Believing that a bachelor’s degree from an Ivy League college is somehow worth upending your whole life is just wildly misinformed (I think). What would the end game really be? Continuing on to graduate school or a profession as Katharina Lynn from North Dakota? Lying to any potential friends or potential romances throughout college and beyond? Getting married as Katharina Lynn? Giving up her high school friends and community eventually because she can’t introduce them to each other. Lying to potential employers and coworkers about her identity? Relocating to a new location and changing her name again after college where no one knows her as either her real identity or Katharina Lynn? Unless it really was a social experiment or some kind of prank, it just seems like it would be easier to just go to another college, work hard, and succeed there than believe Yale is going to be the golden ticket worth all that.
Why do you think she’s international? North Dakota is part of the US. If she wanted to apply as an international, she could have pretended to be from Mongolia or Kenya or Iceland.
Unless someone was simply paid to do all of this on her behalf.
I find it hard to believe her parents weren’t complicit - especially if she’s a full-pay student. (I imagine it must be far more difficult to forge tax returns if she needed financial aid.)
I don’t. I think she applied domestic as full pay.
12 posts were split to a new thread: Scammers and conmen, college or otherwise
Either way (I imagine that would have cost a pretty penny) it does reveal how warped the idea of ivy importance is to some people.
I would imagine that while Yale is ramping up checks per the headline of the article, that other ivies are quietly doing that too. Who’s to say there aren’t others who did this too, and just haven’t been caught? (Yet… I forget the timeline of the varsity blues scandal but it really just needs the first domino to fall, right?)
There’s a new thread about conmen and scammers, see link immediately above. Let’s try to stay on topic with this thread. Thanks!
Huh. That would be a way to game the system without having to fake an entire school history.

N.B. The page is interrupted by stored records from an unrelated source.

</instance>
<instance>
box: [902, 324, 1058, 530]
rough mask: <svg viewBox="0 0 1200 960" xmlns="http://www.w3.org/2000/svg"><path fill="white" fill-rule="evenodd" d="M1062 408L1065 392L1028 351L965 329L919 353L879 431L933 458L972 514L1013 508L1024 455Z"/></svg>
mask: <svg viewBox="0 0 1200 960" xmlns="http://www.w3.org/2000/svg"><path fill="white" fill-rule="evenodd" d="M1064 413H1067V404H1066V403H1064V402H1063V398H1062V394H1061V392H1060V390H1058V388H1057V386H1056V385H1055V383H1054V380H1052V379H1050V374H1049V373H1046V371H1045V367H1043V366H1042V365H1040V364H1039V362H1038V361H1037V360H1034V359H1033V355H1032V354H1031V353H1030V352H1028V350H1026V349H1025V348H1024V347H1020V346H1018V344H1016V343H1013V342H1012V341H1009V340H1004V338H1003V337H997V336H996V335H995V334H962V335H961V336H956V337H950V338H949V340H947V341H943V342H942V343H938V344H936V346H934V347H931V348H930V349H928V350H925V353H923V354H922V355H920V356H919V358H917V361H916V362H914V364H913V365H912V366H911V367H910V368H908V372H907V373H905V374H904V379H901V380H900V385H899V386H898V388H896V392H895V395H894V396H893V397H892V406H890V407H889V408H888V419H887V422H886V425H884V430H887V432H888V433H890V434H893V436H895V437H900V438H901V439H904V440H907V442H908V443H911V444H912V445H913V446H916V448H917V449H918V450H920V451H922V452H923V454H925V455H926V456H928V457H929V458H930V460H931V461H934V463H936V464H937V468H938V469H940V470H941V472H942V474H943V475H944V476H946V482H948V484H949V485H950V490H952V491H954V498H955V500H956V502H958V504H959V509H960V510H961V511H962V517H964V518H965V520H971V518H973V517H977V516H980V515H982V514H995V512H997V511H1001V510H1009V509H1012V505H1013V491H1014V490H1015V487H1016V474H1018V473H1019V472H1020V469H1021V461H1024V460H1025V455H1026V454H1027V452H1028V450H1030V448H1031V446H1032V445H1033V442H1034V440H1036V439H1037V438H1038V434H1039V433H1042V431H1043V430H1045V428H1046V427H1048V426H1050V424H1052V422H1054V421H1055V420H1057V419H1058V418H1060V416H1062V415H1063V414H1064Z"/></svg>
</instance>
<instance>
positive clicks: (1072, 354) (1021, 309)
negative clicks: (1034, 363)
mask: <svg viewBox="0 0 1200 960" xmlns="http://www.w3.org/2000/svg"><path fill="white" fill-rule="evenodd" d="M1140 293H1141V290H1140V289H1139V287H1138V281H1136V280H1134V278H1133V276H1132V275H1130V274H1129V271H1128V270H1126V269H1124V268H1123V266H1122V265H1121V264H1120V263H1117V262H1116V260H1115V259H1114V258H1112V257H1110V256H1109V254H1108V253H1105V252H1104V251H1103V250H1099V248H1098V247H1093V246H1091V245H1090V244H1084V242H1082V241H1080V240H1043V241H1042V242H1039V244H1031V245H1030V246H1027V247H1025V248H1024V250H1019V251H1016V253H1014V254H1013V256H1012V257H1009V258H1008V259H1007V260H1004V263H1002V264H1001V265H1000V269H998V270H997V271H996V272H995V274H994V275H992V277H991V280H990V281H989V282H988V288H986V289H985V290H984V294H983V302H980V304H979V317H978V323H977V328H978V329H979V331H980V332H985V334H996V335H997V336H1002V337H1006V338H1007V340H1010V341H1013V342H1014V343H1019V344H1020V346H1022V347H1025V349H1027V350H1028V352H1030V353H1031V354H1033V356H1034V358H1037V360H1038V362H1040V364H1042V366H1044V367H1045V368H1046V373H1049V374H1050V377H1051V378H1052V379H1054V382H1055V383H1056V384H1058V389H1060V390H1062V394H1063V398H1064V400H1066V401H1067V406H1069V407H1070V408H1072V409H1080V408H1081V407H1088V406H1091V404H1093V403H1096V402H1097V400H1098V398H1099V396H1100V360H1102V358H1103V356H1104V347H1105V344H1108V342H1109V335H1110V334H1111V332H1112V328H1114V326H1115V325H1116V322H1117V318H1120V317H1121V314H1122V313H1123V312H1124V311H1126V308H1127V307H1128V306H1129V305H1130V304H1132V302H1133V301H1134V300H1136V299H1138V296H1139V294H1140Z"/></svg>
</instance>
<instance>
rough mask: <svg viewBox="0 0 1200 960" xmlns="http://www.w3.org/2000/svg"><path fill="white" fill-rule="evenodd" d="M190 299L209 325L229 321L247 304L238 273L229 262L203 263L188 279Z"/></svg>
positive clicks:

It doesn’t seem so, but my “seem” is based on limited information.
They’d still need outside verification of college readiness, beyond mommy signing the GC form, e.g. CC courses, online AP providers
The article says she claimed to have graduated from Tioga High School, which is a small school that only lists 24 graduates in the school profile. The school does not offer calculus, AP, or other college level classes.
Maybe, since she legally changed her name, there was some way she had her HS transcripts forwarded to her fake account where she may have set up a fake new HS, and then forwarded it?? Dunno, this kinda manipulative thinking is way off my radar!
A comment in article states that the town is oil boom town. The schools in those towns constantly have kids in and out, and teachers in and out. This woman may have been able to get a copy of someone’s transcript and the school profile and gone from there. A yearbook/roster could have given her a list of teachers to write letters of rec and to enhance some activities.
I can see there being no one to verify anything. Yale has to be more careful, but I can see that happening.